Once we’ve selected our project we are shown a graphical representation of the file inputs and outputs for this pipeline on the left side of the page:
The Parabricks FQ-to-BAM pipeline accepts a reference and input fastq pairs as required files, with the option to add interval and known indel files as well. The output will be a bam with option recall file.
Other options can be found on the right side of the page under “Analysis Inputs 2”:
Here you can see inputs that are not files, for example boolean and integer inputs. Clicking the question mark next to each option will pull up a dialogue box explaining how to use each option. For example, clicking the question mark next to “Interval” results in the following:
For this tutorial, we will click on “Select File” to select our reference zip file:
We will do the same for our fastq pairs. At this point you can set any other options we’d like, however we will leave the default values for everything else for the sake of simplicity in this tutorial.

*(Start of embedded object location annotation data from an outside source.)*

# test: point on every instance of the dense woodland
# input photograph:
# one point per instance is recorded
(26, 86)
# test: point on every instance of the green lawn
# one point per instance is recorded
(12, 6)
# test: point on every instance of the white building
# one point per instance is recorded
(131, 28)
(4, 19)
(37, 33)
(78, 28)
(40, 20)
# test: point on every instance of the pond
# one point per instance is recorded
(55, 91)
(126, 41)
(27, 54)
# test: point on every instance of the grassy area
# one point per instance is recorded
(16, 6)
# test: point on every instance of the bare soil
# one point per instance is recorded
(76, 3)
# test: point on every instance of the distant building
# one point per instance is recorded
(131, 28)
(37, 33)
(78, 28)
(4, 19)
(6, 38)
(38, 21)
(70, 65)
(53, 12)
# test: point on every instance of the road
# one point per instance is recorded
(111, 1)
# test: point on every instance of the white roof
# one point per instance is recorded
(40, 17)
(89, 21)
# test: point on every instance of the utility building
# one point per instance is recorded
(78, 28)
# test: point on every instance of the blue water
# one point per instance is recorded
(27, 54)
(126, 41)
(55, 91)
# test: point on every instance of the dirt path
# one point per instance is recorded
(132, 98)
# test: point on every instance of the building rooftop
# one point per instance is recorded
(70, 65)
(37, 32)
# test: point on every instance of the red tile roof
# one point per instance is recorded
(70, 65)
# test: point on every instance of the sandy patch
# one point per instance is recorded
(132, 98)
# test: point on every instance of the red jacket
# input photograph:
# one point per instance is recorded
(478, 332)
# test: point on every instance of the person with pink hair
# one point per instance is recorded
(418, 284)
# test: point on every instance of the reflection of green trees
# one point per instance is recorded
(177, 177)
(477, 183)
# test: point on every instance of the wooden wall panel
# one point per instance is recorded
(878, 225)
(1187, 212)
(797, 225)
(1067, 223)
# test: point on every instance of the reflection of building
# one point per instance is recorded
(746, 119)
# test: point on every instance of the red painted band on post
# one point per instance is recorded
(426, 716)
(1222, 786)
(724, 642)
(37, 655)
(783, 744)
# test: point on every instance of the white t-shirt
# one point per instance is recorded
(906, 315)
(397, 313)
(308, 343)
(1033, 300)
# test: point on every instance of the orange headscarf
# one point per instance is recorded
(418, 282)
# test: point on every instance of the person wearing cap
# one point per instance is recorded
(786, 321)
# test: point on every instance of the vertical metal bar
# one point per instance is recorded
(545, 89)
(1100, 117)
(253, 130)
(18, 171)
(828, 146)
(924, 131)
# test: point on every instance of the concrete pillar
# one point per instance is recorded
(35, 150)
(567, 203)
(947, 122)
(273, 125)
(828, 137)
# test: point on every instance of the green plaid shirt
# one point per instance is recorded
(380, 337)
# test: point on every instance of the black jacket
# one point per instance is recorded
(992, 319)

Now that we have our files selected, we can click “Start Analysis” in the top right corner. This takes us to a page where we can monitor the status of our job. Let’s click on “View Log” and watch as the job runs.
It should take a few minutes for the job to start, and a few more minutes for the job to run to completion.
When the job is done we can check the logs by clicking on View Log. At the bottom of the log we can see the Parabricks terminal output and the confirmation text that the job successfully completed:
You can click on View all Inputs/Outputs to see the output files as well as the input arguments:
Congratulations! We have successfully run a Parabricks job on DNAnexus.
For users who prefer to use the terminal as opposed to a GUI, that option exists as well, provided you have the DNAnexus SDK installed. We can use the following command to run FQ-to-BAM with the same data we used in the previous section:
$ dx run fq2bam \
-iref=<project-id:reference-file-id> \
-iin_fq=<project-id:fastq1-file-id> \
-iin_fq=<project-id:fastq2-file-id>
For this we need the ID for the project and files that we plan to use. One way to get these is to go to the GUI, click on the file, and copy the ID from the right sidebar:
Once we have our project and file IDs ready, we can run the command and it should come up in the Monitor tab for the project just like using the GUI.